正如我所想的那样,我的双手上各起了三四个水泡。晚上吃饭的时候,拿着碗的手感觉是拿了一块钱烧红的木炭。
最后我没办法,只能找了一处平坦的石头做为桌面,把碗放在上面吃完了这一餐。
托普见我的手好像很疼的样子,它在我存放在杂物的地方把一些草药拿了过来。
托普并不是认识草药,只知道这玩意可以用来治伤救人。此刻托普手里拿来的正是草乌,这玩意我可不敢乱用,弄不好就没有明天了。
感谢了托普的好意后,我用盐水给一根老虎刺简单的消毒,随即用手里的老虎刺把那几个水泡一一刺破。
我倒是没有了那种肿胀的感觉,可是随之而来是一股空洞的辛辣疼感袭来。
这种水泡怎么说呢,也算不上什么大的外伤,因为没有实际的出血,所以这顶多算是真皮层的渗透伤。
挑破了这些水泡以后,我把手先放进了淡盐水里面消毒,这个过程可能会有一些刺激,但盐水可以快速收涩伤口组织,能减少后期的持续性疼痛。
我龇牙咧嘴的在淡盐水里面泡了足足有三分钟左右的时间,一直到手掌上的水泡不再传来那股钻心般的痛感,我才把手从盐水里拿出来又上了一些消炎用的草药粉末。
实际也就手放入盐水的那一刻是最疼的,之后随着皮肤表面的收缩,我手上的痛感就快速减去了大半。

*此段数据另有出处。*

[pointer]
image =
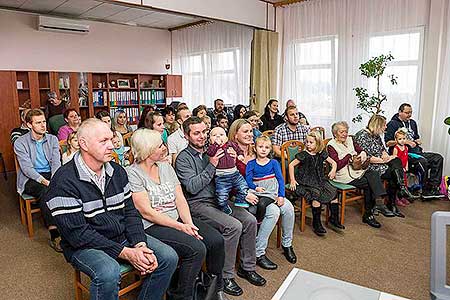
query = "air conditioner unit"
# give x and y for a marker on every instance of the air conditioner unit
(62, 25)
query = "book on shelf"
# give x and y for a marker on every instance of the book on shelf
(117, 98)
(152, 97)
(131, 112)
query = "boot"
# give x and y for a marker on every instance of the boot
(317, 224)
(334, 217)
(393, 206)
(403, 191)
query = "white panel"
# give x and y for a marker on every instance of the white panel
(76, 7)
(12, 3)
(42, 5)
(248, 12)
(103, 11)
(128, 15)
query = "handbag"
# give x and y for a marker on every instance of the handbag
(205, 286)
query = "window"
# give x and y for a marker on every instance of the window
(315, 79)
(406, 47)
(213, 75)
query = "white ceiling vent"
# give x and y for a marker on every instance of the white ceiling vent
(62, 25)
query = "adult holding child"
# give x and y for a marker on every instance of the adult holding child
(343, 149)
(158, 196)
(241, 132)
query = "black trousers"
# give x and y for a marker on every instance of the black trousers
(192, 252)
(432, 164)
(38, 190)
(372, 186)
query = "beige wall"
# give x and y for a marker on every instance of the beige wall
(107, 48)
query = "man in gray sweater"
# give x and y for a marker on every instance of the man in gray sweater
(196, 170)
(38, 156)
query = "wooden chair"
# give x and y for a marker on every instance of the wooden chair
(319, 129)
(26, 203)
(126, 271)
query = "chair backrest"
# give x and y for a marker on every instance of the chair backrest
(269, 133)
(319, 129)
(62, 146)
(288, 151)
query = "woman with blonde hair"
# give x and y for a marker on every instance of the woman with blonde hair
(389, 167)
(158, 196)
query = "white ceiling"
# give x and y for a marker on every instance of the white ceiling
(100, 11)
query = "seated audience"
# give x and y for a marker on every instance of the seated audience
(23, 129)
(252, 117)
(120, 122)
(38, 156)
(219, 109)
(309, 181)
(158, 196)
(239, 112)
(200, 111)
(71, 148)
(388, 166)
(291, 130)
(430, 163)
(98, 235)
(196, 170)
(241, 134)
(73, 121)
(343, 149)
(155, 121)
(227, 177)
(222, 121)
(169, 118)
(271, 119)
(177, 141)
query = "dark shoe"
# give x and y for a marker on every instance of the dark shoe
(251, 276)
(317, 224)
(231, 287)
(371, 221)
(220, 296)
(382, 209)
(396, 211)
(266, 263)
(290, 254)
(55, 244)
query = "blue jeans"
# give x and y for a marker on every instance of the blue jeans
(273, 212)
(228, 182)
(104, 272)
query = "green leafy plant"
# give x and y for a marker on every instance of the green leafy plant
(373, 69)
(447, 122)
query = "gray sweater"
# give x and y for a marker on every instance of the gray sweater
(25, 150)
(196, 175)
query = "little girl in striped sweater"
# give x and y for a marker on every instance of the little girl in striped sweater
(264, 178)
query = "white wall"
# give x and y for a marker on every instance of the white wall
(107, 48)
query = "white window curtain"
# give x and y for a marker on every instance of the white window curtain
(325, 42)
(214, 60)
(440, 140)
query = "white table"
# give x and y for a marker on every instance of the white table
(304, 285)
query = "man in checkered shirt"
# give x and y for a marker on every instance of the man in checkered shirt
(291, 130)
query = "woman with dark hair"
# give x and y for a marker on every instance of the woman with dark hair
(239, 112)
(271, 119)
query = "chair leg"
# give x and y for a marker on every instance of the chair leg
(29, 219)
(278, 233)
(22, 213)
(343, 200)
(303, 216)
(78, 292)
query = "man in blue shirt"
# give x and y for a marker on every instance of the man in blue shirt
(38, 156)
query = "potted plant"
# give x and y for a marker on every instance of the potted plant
(374, 68)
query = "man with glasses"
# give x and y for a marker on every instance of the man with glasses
(428, 162)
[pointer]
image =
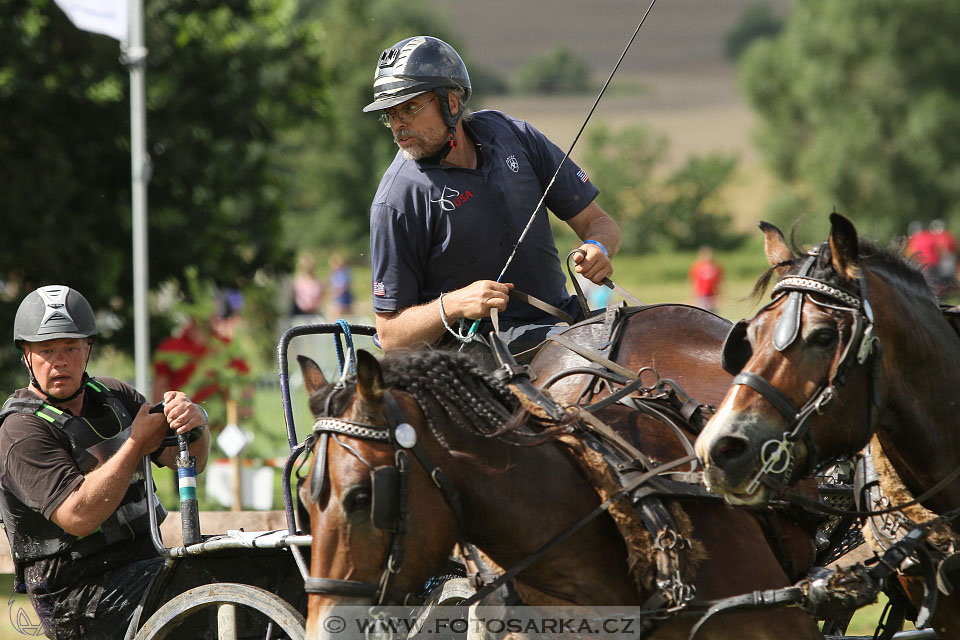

得益于我及时的处理,不然今晚注定就要成为一个不眠之夜了。
第二天一大早,我们在首领的指挥下全部起了床。
除了部落里特别小的孩子和上了年纪的老人留守在部落,剩余的人直接去了昨天训练的地方,开始新的一天训练。
昨天还信誓旦旦的我,今天的实际操作成绩却是惨不忍睹。昨天手没有事的情况下,我还能砍到十五捆柴火。
今天就有些不对劲了,尽管我昨天已经对手做了最妥善的处理,可是受伤的地方哪里是这么快就能好的。
石斧挥击树木时发出来震动再一次把我手上已经收缩的伤口,再一次震了开来。